Deniz Bilimlerinde Çok Geriyiz. Ülkemizde
deniz bilimleri ve alt disiplinlerinde yani hidrobiyoloji, deniz jeofiziği,
deniz jeolojisi, oşinografi, hidrografi vb.
alt disiplinlerinde uluslararası çapta öneme sahip araştırmacı ve araştırmalar son
derece azdır. Marmara fayının incelenmesinden, Süveyş kanalı üzerinden
denizlerimize giren yabancı deniz canlılarının varlığına yönelik araştırmaları
bile günümüzde yabancılar yapıyor. Daha kötüsü, Türk Boğazlarının oşinografik
ölçüm sistemleri bile yeterli değil. Boğazlarımızda, temel tuzluluk ve sıcaklık
değişimlerini bile inceleyemeyen bir sistemin içindeyiz.
Çevre
denizlerimiz başta olmak üzere, denizler ve okyanuslara yönelik ihtiyaç duyulan
bilimsel verilerin elde edilmesi ile deniz ticareti, balıkçılık, deniz dibi
madenciliği, tersanecilik gibi denizcilik alanında faaliyet gösteren
sektörlerin gelişmesine esas teşkil edecek kapsamlı bilimsel araştırmalarla bu
yöndeki gayretlerin eşgüdümünü sağlayacak merkezi bir mekanizmamız yok.

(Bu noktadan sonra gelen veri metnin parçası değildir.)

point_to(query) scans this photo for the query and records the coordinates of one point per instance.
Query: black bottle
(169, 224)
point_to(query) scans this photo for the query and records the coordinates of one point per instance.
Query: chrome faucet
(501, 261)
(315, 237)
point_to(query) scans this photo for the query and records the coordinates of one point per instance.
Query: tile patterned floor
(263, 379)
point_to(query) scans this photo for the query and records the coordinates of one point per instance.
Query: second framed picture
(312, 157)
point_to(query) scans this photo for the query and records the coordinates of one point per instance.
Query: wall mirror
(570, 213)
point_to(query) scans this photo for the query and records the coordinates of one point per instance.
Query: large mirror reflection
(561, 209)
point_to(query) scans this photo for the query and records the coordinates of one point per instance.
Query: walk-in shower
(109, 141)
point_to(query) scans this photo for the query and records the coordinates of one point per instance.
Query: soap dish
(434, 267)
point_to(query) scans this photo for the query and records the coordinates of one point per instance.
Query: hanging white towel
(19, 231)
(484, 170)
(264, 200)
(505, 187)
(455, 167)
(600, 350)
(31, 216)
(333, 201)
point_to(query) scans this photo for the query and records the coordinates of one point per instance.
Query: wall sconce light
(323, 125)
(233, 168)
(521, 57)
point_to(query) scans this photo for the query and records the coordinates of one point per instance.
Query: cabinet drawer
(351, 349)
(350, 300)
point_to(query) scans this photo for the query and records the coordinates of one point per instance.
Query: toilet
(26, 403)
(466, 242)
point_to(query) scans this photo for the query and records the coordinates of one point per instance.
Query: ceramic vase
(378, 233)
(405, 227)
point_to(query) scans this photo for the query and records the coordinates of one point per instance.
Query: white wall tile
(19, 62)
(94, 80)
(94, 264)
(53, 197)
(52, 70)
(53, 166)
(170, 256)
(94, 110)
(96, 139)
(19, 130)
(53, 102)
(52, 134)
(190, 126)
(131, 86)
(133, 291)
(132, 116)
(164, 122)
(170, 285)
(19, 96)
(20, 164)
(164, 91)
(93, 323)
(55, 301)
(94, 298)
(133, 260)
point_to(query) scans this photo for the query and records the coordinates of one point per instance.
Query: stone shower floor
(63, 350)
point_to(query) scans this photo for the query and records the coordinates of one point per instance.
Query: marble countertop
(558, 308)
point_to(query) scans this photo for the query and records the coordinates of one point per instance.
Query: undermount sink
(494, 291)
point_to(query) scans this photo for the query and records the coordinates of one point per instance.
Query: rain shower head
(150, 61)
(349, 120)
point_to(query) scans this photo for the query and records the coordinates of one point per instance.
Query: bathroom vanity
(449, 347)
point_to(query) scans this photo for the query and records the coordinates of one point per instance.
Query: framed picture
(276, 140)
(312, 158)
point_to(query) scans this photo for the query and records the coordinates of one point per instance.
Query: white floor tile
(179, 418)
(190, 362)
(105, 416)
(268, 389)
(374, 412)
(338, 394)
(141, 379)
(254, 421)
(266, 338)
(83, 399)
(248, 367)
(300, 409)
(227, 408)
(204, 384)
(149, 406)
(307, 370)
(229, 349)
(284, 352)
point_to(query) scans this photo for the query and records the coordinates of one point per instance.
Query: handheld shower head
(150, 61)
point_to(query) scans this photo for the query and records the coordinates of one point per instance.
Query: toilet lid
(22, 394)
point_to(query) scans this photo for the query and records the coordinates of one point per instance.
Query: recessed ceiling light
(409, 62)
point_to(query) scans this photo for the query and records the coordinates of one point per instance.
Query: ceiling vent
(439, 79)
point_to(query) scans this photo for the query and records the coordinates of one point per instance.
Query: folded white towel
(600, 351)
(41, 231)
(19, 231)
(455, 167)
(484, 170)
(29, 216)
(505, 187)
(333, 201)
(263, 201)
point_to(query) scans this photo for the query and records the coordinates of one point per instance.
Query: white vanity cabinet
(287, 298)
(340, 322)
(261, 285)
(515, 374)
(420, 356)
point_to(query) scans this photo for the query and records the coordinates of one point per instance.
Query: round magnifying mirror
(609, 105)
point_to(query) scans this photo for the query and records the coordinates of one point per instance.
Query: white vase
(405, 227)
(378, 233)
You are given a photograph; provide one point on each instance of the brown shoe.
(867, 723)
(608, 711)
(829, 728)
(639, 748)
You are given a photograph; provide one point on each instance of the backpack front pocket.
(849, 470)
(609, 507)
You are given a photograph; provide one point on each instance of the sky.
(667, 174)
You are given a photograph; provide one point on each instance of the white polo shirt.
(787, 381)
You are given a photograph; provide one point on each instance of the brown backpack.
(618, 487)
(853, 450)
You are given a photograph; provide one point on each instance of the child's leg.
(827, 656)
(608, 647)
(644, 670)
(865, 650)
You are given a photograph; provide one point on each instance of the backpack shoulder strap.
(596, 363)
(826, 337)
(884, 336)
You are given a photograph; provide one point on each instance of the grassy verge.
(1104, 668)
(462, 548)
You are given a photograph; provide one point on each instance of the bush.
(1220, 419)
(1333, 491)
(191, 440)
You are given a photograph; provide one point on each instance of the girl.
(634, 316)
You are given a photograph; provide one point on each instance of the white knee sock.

Dolayısıyla bu araştırmalar gelişigüzel ve bütüncül bir planlama olmadan
yapılıyor. Öncelikler saptanamıyor.
Antarktika Projesi Gerçeklerden
Uzaklaştırıyor. Geçen hafta basında yer alan haberlere göre
Türkiye, Antarktika kıtasına
kuracağı bilim üssü için çalışmaları hızlandırdı. Bu projeyi geçmiş yazılarımda
da eleştirmiştim. Türkiye, kendi çevre denizlerindeki balık stoklarını, deniz
dip yapısını dahi tespit etmeden, Antarktika Kutup
Bilimsel Araştırmalar Merkezini kurma girişimini başlattı. Bölgede iki konteynerde kurulacak bilim üssünde farklı
alanlarda bilimsel araştırmalar yapacak, farklı üniversitelerden biyoloji,
jeofizik, astrofizik, veterinerlik, zooloji, botanik, fizik ve deniz bilimleri
gibi alanlarda uzman isimler görev yapacakmış. Seçilmiş bilimsel araştırma
alanları arasında kıtadaki bitkiler, hayvanlar ve diğer canlıların incelenecek,
penguen ve deniz aslanlarıyla yosun yapısı
da mercek altına alınacakmış.
Öncelikle
bu kıtanın hiç bir devlete ait olmadığını yani bir egemenlik hakkının söz
konusu olmadığını hatırlatalım. Yani burada kurulacak bir bilim üssünün
stratejik kazanç sağlamayıp, sadece bilimsel prestij getireceğini vurgulayalım.
Diğer taraftan Türkiye’nin sadece Antarktika’da değil,
Arktika yani Kuzey Buz Denizinde de varlık göstermesine inanlardanız. Ancak her
şeyin bir sırası var. Örneğin Türkiye, kendi milli uçağını yapamazken, uzaya
astronot gönderebilir mi? Halen kendi çevremizdeki denizleri ve hatta bir iç
deniz olan Marmara Denizinde bile bilimsel durumsal farkındalığımız yok iken,
Antarktika’da bilimsel üs projesinin kamuoyuna büyük bir bilimsel proje olarak
sunulması ve halkın kendi evindeki gerçeklerden uzaklaştırılmasını anlamakta zorluk
çekiyoruz. Türkiye’de doğanın vahşice katledildiği, Kanal İstanbul benzeri
doğayı ve denizdeki tüm dengeleri yok edecek pek çok projenin hayata
geçirilmeye çalışıldığı -ve bir avuç bilim insanı dışında kimsenin sesinin
çıkmadığı- bir konjonktürde Antarktika’daki yosunların ve penguenlerin
incelenmesine gayret ve bütçe ayrılmasını anlamakta zorlanıyoruz.
Tekrar edelim, denizlerimizin diplerini bilmiyoruz. Her üç çevre
deniz ve Marmara’daki balık stoklarımızı bilmiyoruz. Türkiye denizlerinin 500
metreden derin sularındaki canlı hayatın varlığına yönelik bilimsel bir
çalışma, bugüne kadar yapılmamıştır. Marmara Denizi gibi bir iç denizimizde bugüne
kadar, 900 metreden örnek alabilmek için Japon, Fransız ya da İtalyan gemileri
kullanıldı.
Deniz diplerinin altındaki doğal gaz ve petrol rezervlerimize
yönelik potansiyelimizi bilmiyoruz. Bu iş için
gereken sismik sörveylerin sadece yüzde 1’ini tamamlayabildik.
Türkiye’de 1983 yılından sonra açılan su ürünleri fakülteleri 20
civarındadır. Ayrıca yine sayıları 20’yi bulan iki yıllık yüksek okullar
vardır. Ancak öğretim üyelerinin yetersiz olduğu bu okulların, çoğunun
araştırma gemisi olmadığı gibi, laboratuvarları bile yoktur. Lütfen biraz
ciddiyet. Türkiye son 90 yılın en cahil dönemini yaşıyor olabilir, ancak bilim
insanlarımızın bu dönemdeki savrulmaları anlaşılır gibi değil.